Languages used in the diocese are English, Chhattisgarhi, Hindi, Kharia, Oraon and Sadri.
Until 1905, no Catholic priest was allowed entry into this region by the feudal rulers.
Since 1905, there has been a strong movement toward Christianity among the tribal Oraons of the Jashpur state. The feudal rulers were unable to crush this movement and thousands of the tribals got baptized from the Belgian Jesuit missioners in neighboring Ranchi diocese.
The first priest here was allowed to build a hut for himself in 1912 at Ginabahar.
Four missions were later opened with great difficulty. These provided pastoral and educational services to aboriginals.
After the nation's independence in 1947, the feudal rulers' states merged into India, and the Indian Constitution provided the tribals with freedom of religion. This helped in the advancement of missionary activities, though with great difficulty.
Raigarh diocese was erected on Dec. 13, 1951, by the carving up of neighboring Ranchi and Nagpur dioceses.
The civil Jashpur district was bifurcated from Raigarh diocese to form Jashpur diocese on March 24, 2006. Bishop Victor Kindo of Raigarh was transferred to Jashpur as its first bishop.
Jashput diocese has the highest number of Catholics in Chhattisgarh state.
Many Oraon tribals have become Christians and have progressed in life through missioners' social development program, especially through their schools and hostels. Many of them hold key positions in the government and non-government agencies, both in the state and outside of it.
Due to this, anti-Christian elements are very strong in the region, and missioners and Catholics are harassed. Since the state's anti-conversion legislation forbids religious conversion, many legal cases have been filed in the court against missioners. The country's law forbids non-tribals purchasing tribal land.
Since the Catholic population is centered in Jashpur district, the bishop's house and cathedral are located at Kunkuri, a town, about 45 km south of Jashpur Nagar.
In December 2005, the diocese started celebrating the centenary of the coming of Christianity.
Villagers cultivate mostly paddy, with one crop a year. They also work in the jungle, in government projects or in the village.
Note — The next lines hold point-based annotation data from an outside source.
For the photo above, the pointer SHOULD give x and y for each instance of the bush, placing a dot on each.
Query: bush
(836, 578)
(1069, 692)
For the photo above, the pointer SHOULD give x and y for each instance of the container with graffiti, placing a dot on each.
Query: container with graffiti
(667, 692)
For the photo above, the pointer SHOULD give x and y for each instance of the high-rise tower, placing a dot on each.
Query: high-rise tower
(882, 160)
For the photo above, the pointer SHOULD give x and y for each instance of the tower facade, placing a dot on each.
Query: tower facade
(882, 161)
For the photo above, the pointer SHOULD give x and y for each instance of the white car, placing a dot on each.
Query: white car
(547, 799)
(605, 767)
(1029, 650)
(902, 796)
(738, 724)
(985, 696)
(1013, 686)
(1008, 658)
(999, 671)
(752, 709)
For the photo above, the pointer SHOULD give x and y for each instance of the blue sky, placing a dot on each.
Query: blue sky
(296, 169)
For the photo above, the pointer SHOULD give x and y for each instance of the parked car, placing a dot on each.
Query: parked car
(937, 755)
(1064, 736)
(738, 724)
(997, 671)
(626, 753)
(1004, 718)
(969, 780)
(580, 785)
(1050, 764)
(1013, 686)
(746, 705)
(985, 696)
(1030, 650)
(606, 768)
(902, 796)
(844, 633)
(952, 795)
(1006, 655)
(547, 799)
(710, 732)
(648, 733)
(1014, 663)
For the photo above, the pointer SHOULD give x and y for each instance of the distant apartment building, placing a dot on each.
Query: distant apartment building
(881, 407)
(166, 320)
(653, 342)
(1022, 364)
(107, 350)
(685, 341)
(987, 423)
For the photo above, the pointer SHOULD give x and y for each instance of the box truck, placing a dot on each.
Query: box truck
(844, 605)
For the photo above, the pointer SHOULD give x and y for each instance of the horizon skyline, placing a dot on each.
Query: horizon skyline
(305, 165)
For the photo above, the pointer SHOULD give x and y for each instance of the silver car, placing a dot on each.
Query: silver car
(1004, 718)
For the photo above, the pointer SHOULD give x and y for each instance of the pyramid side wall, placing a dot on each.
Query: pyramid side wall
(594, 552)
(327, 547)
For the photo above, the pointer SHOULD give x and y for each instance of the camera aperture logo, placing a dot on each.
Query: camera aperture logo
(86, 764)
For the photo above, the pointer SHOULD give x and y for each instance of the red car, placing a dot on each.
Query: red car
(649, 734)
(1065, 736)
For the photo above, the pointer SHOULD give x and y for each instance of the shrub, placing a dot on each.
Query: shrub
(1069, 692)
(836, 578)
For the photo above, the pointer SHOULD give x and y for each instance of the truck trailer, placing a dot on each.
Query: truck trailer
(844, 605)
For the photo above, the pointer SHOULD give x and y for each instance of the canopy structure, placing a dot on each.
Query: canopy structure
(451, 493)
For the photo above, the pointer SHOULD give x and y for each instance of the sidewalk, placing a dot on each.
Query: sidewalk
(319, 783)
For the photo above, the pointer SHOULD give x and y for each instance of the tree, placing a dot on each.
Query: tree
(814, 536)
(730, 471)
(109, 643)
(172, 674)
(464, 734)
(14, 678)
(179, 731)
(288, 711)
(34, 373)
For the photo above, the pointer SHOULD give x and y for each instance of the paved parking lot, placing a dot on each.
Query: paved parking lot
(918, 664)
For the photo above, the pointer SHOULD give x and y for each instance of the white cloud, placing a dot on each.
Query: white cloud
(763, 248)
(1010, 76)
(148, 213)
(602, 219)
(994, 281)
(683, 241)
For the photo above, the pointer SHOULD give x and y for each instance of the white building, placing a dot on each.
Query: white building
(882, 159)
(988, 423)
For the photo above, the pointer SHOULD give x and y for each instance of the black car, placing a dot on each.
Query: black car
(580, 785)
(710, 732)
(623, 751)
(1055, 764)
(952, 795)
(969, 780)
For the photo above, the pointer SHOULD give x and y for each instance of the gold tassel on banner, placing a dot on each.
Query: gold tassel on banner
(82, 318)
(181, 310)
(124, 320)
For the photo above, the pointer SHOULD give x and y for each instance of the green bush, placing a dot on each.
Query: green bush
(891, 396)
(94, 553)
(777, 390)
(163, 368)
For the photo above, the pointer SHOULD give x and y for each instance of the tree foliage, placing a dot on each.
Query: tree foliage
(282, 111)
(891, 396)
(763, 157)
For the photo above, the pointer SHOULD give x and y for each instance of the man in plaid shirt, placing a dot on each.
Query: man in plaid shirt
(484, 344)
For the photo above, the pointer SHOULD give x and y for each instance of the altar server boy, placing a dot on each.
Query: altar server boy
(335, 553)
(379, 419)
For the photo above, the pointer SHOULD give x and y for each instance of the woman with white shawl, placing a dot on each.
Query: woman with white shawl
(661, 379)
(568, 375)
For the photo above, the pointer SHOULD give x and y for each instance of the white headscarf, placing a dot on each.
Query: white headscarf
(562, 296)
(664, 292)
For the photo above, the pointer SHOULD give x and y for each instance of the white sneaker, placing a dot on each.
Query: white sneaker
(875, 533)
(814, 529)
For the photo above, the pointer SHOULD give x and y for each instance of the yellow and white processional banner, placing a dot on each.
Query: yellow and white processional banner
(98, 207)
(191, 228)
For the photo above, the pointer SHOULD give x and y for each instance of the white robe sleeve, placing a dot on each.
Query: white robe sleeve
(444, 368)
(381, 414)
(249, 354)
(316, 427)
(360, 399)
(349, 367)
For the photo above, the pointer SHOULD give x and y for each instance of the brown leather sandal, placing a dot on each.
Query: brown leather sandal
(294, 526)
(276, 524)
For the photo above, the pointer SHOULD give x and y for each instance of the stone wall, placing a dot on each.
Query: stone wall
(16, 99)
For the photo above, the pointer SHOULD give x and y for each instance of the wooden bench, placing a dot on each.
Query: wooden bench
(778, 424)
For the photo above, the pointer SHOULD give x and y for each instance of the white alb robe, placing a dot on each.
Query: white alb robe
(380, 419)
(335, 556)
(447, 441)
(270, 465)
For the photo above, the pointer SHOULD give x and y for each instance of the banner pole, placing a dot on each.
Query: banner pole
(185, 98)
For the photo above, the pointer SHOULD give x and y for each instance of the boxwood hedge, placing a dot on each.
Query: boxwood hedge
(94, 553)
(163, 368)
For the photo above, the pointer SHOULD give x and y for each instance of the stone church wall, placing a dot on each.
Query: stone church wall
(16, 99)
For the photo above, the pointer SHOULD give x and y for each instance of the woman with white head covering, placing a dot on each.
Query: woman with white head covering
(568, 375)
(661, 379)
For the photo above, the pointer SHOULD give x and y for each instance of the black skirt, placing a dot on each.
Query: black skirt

There are many ancient temples and caves in the region.
The Catholic cathedral at Kunkuri is the biggest church in the state.
The phoolon ki ghati (valley of flowers), which is about 15 kilometers away from Jashpur Nagar is famous for its scenic beauty and flowers. There is also a waterfall about 19 kilometers away from Jashpur Nagar.
The diocesan territory stretches over 4,570 square kilometers and covers the Jashpur civil district of the newly formed Chhattisgarh state in central India. The diocese is in the northeastern region of Chhattisgarh state, with the newly formed Jharkhand state and Orissa state as its neighbors. There are 4 tehsils (administrative units) in the diocese. Major towns are Bagicha, Jashpur Nagar, Kunkuri and Pathalgaon.